Narrador: Y se fueron los tres juntos camino adelante. Al llegar la tarde acamparon en un bosque y Juan le dijo a Arrancapinos:
Juan: Mira, tú ve calentando agua en la olla mientras nosotros vamos de caza.
Narrador: Cuando éste se quedó solo, se presentó un duende y le dijo:
Duende: ¡Dame lumbre o te vuelco la olla!
Arrancapinos: ¡Ahhhh!
Narrador: Y salió corriendo muerto de miedo. El duende volcó la olla y apagó el fuego. Cuando llegó Juan...
Juan: Pero, bueno, qué ha pasado aquí. ¡Qué cobarde eres! Ahora te quedarás tú, Allanamontes.
Narrador: Volvió a ocurrir lo mismo con el duende y Juan decidió:
Juan: Ahora me quedaré yo. Se va a enterar ese duende.
Narrador: Cuando el duende se presentó, Juan cogió su cachiporra y lo dejó turulato.
Duende: No, por favor, no me pegues más.
Narrador: El duende se cortó una oreja y se la entregó a Juan diciéndole:
Duende: Toma mi oreja y cada vez que te encuentres en apuros, muérdela.
Narrador: Un día llegaron a un monte y tenían mucha sed...
Juan: A ver si es verdad lo que sabéis hacer. Primero tú, Arrancapinos, tienes que arrancar todos los pinos. Y luego, tú, Allanamontes, tienes que allanar este monte. Después yo haré un pozo con la cachiporra.
Narrador: Y así sucedió todo.
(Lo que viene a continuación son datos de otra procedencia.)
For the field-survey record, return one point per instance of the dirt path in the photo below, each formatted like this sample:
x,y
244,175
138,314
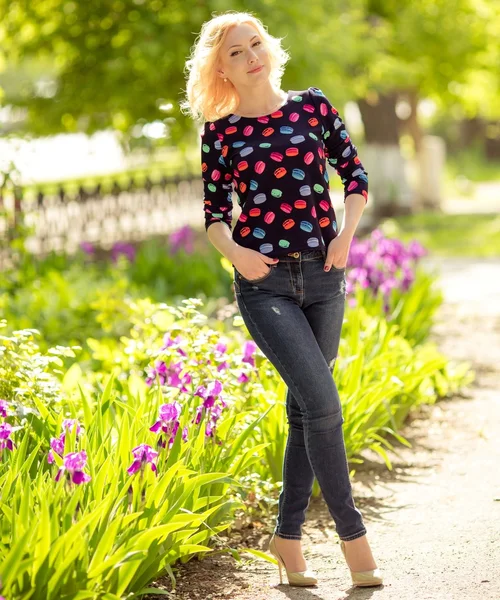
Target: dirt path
x,y
434,521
Juan, con su porra de siete arrobas, de un solo golpe en el suelo abrió un pozo muy hondo. Se asomaron los tres y dijo Juan:
Juan: Ahí tiene que haber algo. Primero bajarás tú, Arrancapinos, sujeto por una soga y cuando veas algo toca esta campanilla y nosotros te sacaremos.
Narrador: Bajó Arrancapinos...
Arrancapinos: ¡Sacadme de aquí que hay cuchillos de punta!
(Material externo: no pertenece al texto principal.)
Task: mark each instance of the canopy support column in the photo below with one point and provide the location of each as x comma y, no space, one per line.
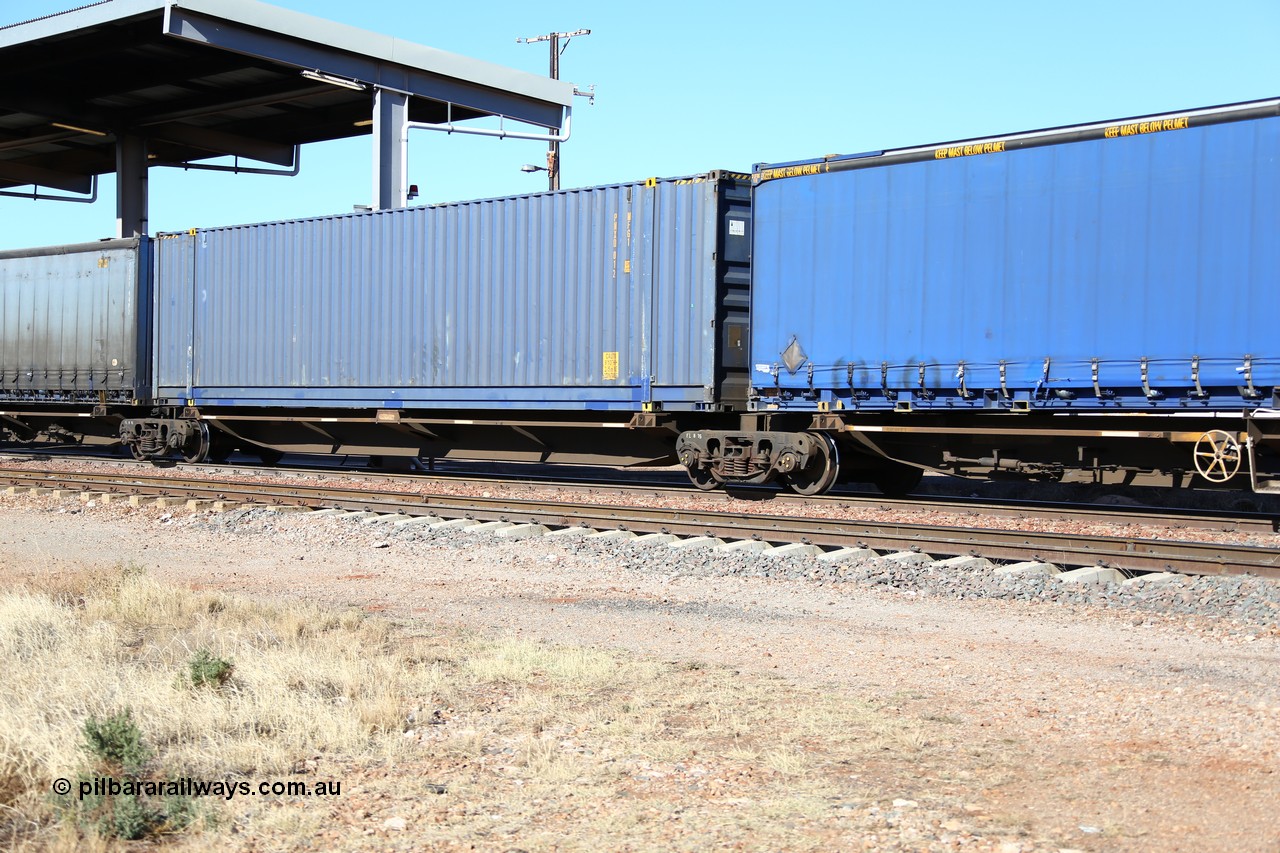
391,149
131,186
Narrador: Le tocó el turno a Allanamontes....
Allanamontes: ¡Vamos, vamos, subidme que me quemo!
Narrador: Por fin, bajó Juan el Oso, que llegó hasta el fondo, donde había una cueva con tres puertas. De pronto se abrió una de ellas y apareció una muchacha.
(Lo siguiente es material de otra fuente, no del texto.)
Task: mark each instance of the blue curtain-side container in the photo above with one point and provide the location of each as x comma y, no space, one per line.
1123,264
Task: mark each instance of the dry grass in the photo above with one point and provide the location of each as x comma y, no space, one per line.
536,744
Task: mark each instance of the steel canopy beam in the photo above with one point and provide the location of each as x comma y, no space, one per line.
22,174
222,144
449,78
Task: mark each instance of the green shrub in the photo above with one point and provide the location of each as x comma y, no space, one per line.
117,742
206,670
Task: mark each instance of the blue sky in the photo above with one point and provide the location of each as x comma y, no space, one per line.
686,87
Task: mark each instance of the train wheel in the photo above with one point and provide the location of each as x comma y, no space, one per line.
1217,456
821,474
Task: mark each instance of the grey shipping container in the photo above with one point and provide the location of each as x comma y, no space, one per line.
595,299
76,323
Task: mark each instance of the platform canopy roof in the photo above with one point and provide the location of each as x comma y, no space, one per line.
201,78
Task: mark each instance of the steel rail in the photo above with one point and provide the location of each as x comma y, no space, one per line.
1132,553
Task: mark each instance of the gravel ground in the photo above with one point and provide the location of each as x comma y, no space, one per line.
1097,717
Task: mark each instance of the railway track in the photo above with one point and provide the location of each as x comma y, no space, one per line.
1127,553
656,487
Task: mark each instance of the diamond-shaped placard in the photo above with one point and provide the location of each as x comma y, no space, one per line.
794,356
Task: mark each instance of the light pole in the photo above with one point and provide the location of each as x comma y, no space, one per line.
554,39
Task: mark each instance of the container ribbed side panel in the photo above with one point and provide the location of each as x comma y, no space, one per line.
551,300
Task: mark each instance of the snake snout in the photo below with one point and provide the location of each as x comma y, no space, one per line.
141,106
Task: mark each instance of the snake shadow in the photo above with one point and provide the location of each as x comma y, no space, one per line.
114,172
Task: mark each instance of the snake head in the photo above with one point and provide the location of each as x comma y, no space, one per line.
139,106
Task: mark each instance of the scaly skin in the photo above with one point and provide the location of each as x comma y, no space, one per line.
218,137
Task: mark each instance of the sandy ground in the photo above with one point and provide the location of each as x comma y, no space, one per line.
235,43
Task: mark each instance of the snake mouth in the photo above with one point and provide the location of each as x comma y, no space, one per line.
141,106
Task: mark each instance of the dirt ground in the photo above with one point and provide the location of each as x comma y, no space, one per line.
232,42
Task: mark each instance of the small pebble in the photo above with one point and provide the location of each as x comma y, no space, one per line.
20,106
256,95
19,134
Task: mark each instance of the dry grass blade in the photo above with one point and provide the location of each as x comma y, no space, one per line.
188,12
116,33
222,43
Juan: ¿Quién eres? ¿Qué hace en esta cueva?
Princesa: Soy una princesa y me encuentro aquí desde el día que me atreví a tocar un manzano que había en el jardín del palacio y al que mi padre me tenía prohibido acercarme. Fue entonces cuando se abrió la tierra y me tragó. Ahora tú tampoco podrás salir de aquí.
Juan: Eso ya lo veremos.
Princesa: ¡La serpiente de las tres cabezas te matará!
Narrador: La serpiente se presentó bufando y Juan atinó a darle con su cachiporra y la dejó despanzurrada. Cuando la princesa se vio libre entregó a Juan una sortija que llevaba. Luego, Juan, le amarró la soga por la cintura y tocó la campanilla para que la subieran. Los otros dos subieron a la princesa y salieron huyendo con ella, dejándolo abandonado en el pozo.
De pronto, sacó la oreja que le había dado el duende, la mordió y, al momento, se presentó el duende:
Duende: ¿Qué mandas, Juan?
Juan: Te mando que me lleves al palacio del rey, que me des un traje aparente y que me pongas más guapo que un sol.
Narrador: En un caballo volador, el duende sacó a Juan y lo condujo al palacio. El rey había reunido a una gran cantidad de príncipes para casar a su hija de inmediato. Juan se puso en la cola y al enseñarle a la princesa el anillo que ella le había entregado, lo reconoció.
Y se casaron y vivieron felices, y a Arrancapinos y a Allanamontes los castigaron a hacer su oficio toda la vida. Y colorín colorado este osado cuento se ha acabado.